There is a difference between “media” and journalism; in this age of brands as media publishers, not all operate under journalistic principles. Throw native advertising into the mix – where real journalism is cozied up with sponsored content – and the distinction gets really muddy.
As Jessica Babb notes in The Baylor Lariat, seeing the differentiation is critical in our massive media landscape.
“More important than sheer number of media organizations in existence is that many of them strive to accomplish different goals and different types of coverage,” Babb writes. “For example, while some organizations strive for objective and unbiased news coverage, others focus more on aggregating news, some focus on delivering commentary, some focus on advocacy, and you even have some media organizations whose goal is to produce satirical or fake news,” Babb continues.
In other words, the New York Times is vastly different from The Onion and shouldn’t be evaluated in the same light, Babb explains.
Even though trust in the media is at a critical low, painting all media with the same brush is not only wrong, it’s outright dangerous. Bill Gates recently spoke of the important role the media plays in a democratic society, and warns against taking an “us against them” stance on journalists.
“You can’t have a democracy without a media function like that,” Gates said in a recent interview with Quartz. “If anybody says we don’t need the media, that’s a little scary.”
Gates notes that aiming for complete neutrality in the media might be seen as the ideal, but it’s not practical, and it’s not the point. Instead, we need a variety of voices.
“It’s hard to be neutral, which is why having many media groups and reducing barriers to entry—which the digital technology has done—is a very good thing.”
“The one thing that’s new that is a little concerning is people seeking out things that are really not giving them the facts… playing to a narrow worldview—that is a concern.”

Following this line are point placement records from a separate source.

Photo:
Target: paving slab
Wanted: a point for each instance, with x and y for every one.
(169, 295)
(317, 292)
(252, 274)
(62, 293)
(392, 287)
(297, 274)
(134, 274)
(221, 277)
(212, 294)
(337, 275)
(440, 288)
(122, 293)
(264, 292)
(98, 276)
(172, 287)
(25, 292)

That describes the media echo chamber effect perfectly: If we immediately classify any media that doesn’t agree with our world view as “fake news,” we are heading off the rails.
“It is fair to evaluate media organizations, but next time you do, before you make a blanket statement about ‘the media’ on social media or in a conversation with a friend, just take a moment to consider whether that evaluation is based off the fault of one media organization or the entire media industry as a whole.”
Lambasting the entire industry as untrustworthy is the fastest way I know to descend into chaos.